I just discovered that if you re-establish the connection and specify the same TiDB service, the query won’t be slow. So it seems that the TiDB service needs to cache some information. Could it be that the time-consuming part is when the TiDB server fetches region info from the PD server?
(The client is just pymysql, so client-side caching of region info is not considered)

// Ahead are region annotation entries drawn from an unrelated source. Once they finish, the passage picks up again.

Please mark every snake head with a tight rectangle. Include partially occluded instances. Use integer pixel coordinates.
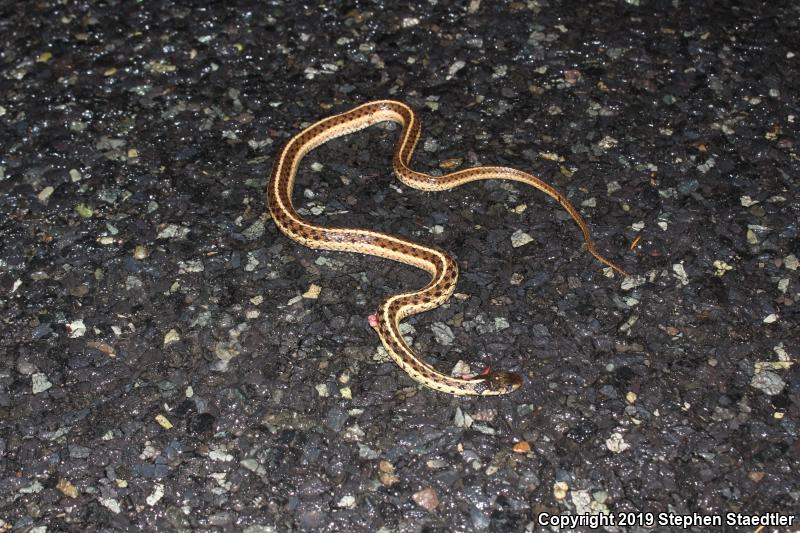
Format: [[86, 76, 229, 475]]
[[480, 370, 522, 396]]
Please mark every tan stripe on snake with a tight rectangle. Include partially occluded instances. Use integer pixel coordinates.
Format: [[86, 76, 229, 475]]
[[267, 100, 627, 396]]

+--------------------+      +--------------------+      +--------------------+
|       Client       |      |        TiDB        |      |        PD          |
+--------------------+      +--------------------+      +--------------------+
          |                          |                         |
          | 1. Send SQL Query        |                         |
          +------------------------->|                         |
          |                          |                         |
          |                          | 2. Parse and Optimize   |
          |                          +------------------------>|
          |                          |                         |
          |                          | 3. Fetch Region Info    |
          |                          +------------------------>|
          |                          |                         |
          |                          | 4. Cache Region Info    |
          |                          |<------------------------+
          |                          |                         |
          |                          | 5. Execute Query        |
          |                          | (using cached Region    |
          |                          |  info to access TiKV)   |
          |                          |                         |
          |                          | 6. Merge Results        |
          |                          |                         |
          | 7. Return Results        |                         |
          +<-------------------------+-------------------------+

| username: 不输土豆 | Original post link

When connecting for the first time, execute trace SQL:

When connecting for the second time, execute trace SQL:

| username: 健康的腰间盘 | Original post link

PD node upgrade

| username: 不输土豆 | Original post link

May I ask, which resource of the pd-server is most likely to have reached its bottleneck?

| username: WinterLiu | Original post link

I see that the PD node spent a lot of time in the logs.